Cluett, Peabody and Company, And Now the Shorts with the Seamless Crotch Go Gay!
This underwear ad appeared in the Spring 1933 Apparel Arts: Fabric & Fashions (Vol. II, No. 3, p. 11).
While the use of the word gay to mean "homosexual" instead of "happy" or "colorful" came into usage in the late 1960s around the time of the Stonewall riots in New York City, its origins do go much further back. A 1933 slang dictionary defined a "gaycat" to mean a homosexual boy (Ersine 1935; date confirmed by New York Times Magazine "On Language" columnist William Safire Nov. 6, 2005), though its non-documented usage would predate publication. According to etymology web site wordorigins.org, the term was "being used by homosexuals to refer to themselves with certainty as early as the 1920s, and possibly as early as the 1860s."
It continues, "The first unequivocal written use of gay to mean homosexual is in 1929, in Noel Coward's musical 'Bittersweet' -- four overdressed, 1890s dandies sing the song 'Green Carnation.' 'Gay' appears again in 1933 in Ford and Tyler's 'Young & Evil.' In 1938 in the movie 'Bringing Up Baby,' the character played by Cary Grant, when asked why he is wearing women's clothing replies, 'Because I just went gay all of a sudden.' In retrospect, this is obviously a joke intended to slip past the censors.

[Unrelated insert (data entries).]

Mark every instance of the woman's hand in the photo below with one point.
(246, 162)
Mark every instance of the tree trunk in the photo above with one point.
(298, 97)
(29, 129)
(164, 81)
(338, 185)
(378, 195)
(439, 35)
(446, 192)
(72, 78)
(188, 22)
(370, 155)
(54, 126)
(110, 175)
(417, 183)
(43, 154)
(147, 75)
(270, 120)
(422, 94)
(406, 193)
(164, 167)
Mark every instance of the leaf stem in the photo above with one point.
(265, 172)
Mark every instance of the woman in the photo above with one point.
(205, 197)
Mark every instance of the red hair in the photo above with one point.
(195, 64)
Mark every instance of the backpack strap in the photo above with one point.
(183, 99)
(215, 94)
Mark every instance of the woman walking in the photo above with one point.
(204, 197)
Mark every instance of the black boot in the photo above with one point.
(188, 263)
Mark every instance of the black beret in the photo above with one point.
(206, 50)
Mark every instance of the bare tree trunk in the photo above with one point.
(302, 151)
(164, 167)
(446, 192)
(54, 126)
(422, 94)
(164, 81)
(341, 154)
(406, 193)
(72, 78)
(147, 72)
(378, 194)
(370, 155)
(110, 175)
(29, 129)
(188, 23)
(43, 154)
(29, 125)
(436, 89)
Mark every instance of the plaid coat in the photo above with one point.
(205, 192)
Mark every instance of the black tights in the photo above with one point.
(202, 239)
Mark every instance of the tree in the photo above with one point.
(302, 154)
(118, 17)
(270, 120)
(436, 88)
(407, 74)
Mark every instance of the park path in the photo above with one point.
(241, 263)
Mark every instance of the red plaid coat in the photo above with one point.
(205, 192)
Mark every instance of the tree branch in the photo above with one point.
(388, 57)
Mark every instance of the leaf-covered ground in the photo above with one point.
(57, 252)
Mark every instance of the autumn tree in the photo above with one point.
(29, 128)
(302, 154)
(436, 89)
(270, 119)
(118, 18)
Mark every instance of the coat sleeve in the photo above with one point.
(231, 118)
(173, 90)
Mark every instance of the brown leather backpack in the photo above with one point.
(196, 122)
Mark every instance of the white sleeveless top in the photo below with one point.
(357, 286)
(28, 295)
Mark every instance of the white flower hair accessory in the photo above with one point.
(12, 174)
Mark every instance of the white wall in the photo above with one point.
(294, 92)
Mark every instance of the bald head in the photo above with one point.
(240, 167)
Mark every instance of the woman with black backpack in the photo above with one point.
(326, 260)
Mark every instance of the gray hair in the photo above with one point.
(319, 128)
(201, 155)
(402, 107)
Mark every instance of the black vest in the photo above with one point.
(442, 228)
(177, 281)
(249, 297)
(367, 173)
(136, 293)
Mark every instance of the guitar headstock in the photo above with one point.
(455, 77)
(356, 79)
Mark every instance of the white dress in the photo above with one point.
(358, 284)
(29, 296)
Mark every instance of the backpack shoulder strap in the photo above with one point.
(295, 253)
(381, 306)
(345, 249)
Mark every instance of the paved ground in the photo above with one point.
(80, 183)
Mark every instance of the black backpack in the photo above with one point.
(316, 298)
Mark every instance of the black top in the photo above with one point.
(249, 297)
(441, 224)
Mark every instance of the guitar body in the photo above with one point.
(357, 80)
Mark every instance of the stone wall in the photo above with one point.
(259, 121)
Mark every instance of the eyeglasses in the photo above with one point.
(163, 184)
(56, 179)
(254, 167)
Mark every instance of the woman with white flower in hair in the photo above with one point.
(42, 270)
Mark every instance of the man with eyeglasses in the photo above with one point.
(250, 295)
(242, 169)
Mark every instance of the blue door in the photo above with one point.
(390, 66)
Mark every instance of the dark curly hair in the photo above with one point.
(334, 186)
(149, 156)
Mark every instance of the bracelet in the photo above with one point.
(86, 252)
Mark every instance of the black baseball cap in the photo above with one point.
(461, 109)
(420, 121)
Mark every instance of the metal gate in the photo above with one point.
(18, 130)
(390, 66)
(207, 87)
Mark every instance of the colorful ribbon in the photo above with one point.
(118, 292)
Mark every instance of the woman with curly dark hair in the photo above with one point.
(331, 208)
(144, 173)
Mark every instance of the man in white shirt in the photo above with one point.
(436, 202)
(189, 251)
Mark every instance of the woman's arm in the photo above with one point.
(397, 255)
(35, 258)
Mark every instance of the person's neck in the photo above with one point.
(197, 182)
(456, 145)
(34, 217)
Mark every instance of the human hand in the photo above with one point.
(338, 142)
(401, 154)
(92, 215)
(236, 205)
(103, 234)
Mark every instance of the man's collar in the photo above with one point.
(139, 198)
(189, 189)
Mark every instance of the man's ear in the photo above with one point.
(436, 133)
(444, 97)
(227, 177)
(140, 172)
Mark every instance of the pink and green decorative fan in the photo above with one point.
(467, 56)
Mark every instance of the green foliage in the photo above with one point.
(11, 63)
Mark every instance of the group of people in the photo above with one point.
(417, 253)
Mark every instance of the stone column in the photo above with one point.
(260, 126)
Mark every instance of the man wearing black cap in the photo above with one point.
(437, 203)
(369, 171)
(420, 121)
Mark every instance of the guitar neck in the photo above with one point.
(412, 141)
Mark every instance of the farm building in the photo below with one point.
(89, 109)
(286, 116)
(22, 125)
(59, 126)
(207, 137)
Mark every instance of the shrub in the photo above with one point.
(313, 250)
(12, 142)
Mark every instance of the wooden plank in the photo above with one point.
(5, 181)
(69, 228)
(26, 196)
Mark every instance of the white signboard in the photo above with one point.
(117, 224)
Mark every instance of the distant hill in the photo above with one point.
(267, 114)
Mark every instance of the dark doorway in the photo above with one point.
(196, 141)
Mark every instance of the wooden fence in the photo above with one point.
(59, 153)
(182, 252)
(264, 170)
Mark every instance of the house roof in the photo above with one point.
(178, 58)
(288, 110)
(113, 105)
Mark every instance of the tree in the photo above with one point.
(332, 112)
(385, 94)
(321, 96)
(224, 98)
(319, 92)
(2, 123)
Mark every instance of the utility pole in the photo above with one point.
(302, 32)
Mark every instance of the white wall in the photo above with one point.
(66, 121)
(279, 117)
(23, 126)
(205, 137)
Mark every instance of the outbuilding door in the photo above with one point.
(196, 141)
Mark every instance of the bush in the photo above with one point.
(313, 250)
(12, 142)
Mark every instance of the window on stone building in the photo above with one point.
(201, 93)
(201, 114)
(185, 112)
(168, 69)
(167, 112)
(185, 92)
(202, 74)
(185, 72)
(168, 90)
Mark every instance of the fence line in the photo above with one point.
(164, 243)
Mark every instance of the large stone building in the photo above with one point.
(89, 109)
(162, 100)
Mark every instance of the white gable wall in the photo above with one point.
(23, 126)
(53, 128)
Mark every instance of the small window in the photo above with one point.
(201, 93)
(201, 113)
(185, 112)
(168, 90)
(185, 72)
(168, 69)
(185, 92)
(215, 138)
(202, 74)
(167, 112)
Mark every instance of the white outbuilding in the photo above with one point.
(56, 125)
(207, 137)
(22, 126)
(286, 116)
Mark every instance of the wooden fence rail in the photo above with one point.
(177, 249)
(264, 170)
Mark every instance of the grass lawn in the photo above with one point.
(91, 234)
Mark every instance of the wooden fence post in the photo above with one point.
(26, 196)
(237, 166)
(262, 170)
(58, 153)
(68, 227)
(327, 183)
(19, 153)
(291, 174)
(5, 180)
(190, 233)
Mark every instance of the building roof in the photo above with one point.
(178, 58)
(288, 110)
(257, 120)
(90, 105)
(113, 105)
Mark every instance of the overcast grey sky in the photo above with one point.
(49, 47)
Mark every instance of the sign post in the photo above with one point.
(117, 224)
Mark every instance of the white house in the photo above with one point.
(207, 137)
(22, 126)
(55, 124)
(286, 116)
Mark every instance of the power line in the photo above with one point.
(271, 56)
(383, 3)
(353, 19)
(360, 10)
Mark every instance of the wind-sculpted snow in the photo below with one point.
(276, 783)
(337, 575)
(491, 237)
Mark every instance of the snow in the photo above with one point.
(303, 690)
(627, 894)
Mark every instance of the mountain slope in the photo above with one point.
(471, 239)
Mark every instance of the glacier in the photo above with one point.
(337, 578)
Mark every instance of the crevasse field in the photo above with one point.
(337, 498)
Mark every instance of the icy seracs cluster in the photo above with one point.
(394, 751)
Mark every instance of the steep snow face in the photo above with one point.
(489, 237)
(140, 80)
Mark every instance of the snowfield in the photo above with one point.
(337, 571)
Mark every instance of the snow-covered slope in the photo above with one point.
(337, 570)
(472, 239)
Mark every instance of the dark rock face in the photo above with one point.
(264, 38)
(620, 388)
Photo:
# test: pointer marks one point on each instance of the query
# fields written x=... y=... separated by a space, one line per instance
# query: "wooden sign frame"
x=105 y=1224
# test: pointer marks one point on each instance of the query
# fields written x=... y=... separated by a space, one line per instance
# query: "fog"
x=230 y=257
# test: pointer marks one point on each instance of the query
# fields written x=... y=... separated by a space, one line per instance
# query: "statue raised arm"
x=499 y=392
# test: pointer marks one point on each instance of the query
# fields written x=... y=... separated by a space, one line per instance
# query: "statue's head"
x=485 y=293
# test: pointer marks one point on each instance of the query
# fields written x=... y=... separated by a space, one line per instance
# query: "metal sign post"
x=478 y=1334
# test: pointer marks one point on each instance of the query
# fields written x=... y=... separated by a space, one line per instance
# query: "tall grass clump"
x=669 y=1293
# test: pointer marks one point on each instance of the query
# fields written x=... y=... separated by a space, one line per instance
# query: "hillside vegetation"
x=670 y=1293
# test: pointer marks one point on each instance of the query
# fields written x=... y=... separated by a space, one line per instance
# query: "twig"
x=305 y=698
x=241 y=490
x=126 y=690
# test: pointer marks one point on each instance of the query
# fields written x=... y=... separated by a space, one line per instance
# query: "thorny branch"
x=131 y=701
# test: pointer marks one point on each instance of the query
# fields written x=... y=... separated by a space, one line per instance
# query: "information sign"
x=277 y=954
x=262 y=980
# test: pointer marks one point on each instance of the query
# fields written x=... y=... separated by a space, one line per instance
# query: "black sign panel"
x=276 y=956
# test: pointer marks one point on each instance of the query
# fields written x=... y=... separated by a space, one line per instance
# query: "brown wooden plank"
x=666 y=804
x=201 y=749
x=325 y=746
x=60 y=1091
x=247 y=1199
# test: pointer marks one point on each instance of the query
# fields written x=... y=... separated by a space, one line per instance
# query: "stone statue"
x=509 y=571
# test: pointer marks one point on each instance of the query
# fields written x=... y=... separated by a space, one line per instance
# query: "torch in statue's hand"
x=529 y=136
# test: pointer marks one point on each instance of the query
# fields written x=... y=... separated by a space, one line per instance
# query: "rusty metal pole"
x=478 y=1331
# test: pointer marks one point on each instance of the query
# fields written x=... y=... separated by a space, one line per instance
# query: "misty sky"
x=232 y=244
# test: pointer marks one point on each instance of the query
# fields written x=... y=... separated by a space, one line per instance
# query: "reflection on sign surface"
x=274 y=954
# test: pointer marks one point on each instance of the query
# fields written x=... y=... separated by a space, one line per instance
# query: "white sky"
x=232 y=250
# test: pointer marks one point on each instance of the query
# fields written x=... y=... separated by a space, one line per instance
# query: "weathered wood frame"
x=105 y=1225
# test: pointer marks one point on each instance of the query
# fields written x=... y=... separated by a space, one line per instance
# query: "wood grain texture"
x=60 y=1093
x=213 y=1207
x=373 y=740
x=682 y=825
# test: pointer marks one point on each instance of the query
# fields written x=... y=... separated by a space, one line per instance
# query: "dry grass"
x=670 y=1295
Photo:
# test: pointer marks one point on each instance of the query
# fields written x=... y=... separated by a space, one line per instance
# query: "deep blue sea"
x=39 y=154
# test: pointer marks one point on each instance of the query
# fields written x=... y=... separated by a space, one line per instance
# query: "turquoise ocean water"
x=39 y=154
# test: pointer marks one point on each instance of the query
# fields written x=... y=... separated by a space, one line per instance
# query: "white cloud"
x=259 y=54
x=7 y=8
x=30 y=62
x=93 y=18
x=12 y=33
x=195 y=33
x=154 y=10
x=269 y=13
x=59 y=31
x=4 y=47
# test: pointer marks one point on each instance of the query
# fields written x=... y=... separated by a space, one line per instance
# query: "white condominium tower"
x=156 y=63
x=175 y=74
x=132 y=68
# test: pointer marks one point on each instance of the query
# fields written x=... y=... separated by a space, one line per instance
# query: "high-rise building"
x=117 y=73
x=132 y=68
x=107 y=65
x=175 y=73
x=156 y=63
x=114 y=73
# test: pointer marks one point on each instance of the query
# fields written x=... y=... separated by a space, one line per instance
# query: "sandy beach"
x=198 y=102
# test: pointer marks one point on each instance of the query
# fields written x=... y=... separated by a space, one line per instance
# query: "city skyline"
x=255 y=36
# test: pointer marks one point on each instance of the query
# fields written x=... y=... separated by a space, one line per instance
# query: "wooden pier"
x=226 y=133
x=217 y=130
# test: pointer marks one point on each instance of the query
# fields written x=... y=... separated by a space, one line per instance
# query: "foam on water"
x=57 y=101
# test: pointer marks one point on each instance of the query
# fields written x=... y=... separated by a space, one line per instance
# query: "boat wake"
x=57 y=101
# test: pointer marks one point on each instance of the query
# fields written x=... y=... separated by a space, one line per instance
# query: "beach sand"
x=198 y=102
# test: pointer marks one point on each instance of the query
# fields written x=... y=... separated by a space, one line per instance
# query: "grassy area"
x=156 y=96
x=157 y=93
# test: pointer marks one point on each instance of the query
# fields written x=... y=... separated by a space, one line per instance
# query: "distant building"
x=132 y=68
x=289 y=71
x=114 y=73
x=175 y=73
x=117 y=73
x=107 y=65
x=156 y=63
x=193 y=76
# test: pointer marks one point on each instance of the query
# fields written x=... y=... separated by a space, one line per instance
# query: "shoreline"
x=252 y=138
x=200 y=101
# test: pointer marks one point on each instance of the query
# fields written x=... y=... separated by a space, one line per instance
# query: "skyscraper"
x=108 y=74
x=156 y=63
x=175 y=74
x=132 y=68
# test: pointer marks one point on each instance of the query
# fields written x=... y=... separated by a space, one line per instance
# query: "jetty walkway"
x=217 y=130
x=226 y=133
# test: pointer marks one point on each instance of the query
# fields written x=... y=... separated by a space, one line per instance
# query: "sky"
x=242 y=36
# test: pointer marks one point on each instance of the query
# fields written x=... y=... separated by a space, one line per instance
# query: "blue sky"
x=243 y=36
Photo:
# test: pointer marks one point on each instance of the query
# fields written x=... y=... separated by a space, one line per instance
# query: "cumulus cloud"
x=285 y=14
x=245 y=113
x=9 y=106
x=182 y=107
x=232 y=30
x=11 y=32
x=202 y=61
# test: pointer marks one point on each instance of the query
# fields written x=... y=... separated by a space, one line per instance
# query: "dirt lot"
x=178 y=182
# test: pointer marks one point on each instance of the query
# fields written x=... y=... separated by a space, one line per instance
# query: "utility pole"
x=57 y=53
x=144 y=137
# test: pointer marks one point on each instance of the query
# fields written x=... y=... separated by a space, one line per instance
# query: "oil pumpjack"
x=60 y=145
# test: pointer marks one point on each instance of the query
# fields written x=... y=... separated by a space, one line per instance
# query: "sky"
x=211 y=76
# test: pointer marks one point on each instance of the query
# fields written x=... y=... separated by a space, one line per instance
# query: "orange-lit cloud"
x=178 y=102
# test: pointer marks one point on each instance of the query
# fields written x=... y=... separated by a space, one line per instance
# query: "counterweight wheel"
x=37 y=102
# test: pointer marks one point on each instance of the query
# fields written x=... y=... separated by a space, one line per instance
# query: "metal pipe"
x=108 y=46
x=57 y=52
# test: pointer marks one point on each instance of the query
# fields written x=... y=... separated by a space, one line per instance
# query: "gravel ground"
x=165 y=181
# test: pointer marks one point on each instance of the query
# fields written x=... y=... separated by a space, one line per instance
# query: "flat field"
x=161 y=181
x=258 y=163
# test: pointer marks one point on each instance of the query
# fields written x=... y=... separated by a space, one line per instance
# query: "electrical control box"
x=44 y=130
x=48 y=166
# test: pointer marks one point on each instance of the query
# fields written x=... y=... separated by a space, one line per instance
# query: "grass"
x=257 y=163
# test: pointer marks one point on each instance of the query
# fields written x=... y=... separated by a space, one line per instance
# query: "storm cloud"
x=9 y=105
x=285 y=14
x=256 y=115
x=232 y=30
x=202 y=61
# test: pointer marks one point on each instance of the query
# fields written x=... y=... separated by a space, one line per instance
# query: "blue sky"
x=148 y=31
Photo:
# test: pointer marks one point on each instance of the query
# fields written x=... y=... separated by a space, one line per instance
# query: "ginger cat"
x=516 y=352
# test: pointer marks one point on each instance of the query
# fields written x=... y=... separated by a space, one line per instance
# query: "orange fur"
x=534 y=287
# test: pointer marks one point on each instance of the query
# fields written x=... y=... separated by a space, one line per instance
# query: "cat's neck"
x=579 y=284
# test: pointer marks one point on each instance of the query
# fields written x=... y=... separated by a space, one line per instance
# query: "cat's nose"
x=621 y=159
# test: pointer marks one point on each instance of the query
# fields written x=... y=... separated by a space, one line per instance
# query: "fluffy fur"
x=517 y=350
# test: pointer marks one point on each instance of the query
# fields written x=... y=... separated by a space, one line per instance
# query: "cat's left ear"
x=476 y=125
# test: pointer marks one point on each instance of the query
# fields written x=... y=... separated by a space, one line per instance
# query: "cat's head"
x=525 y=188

In their 1941 book 'Sexual Variations,' Gershon Legman and G.V. Henry cite 'gay' as a slang term for homosexual, which indicates that it was in use for some time prior."
Thus, this ad appears to be an amusing look backward at the word's intriguing usage in a locker room setting about underwear and crotches, in a message to fashion-conscious men -- often thought of as gay.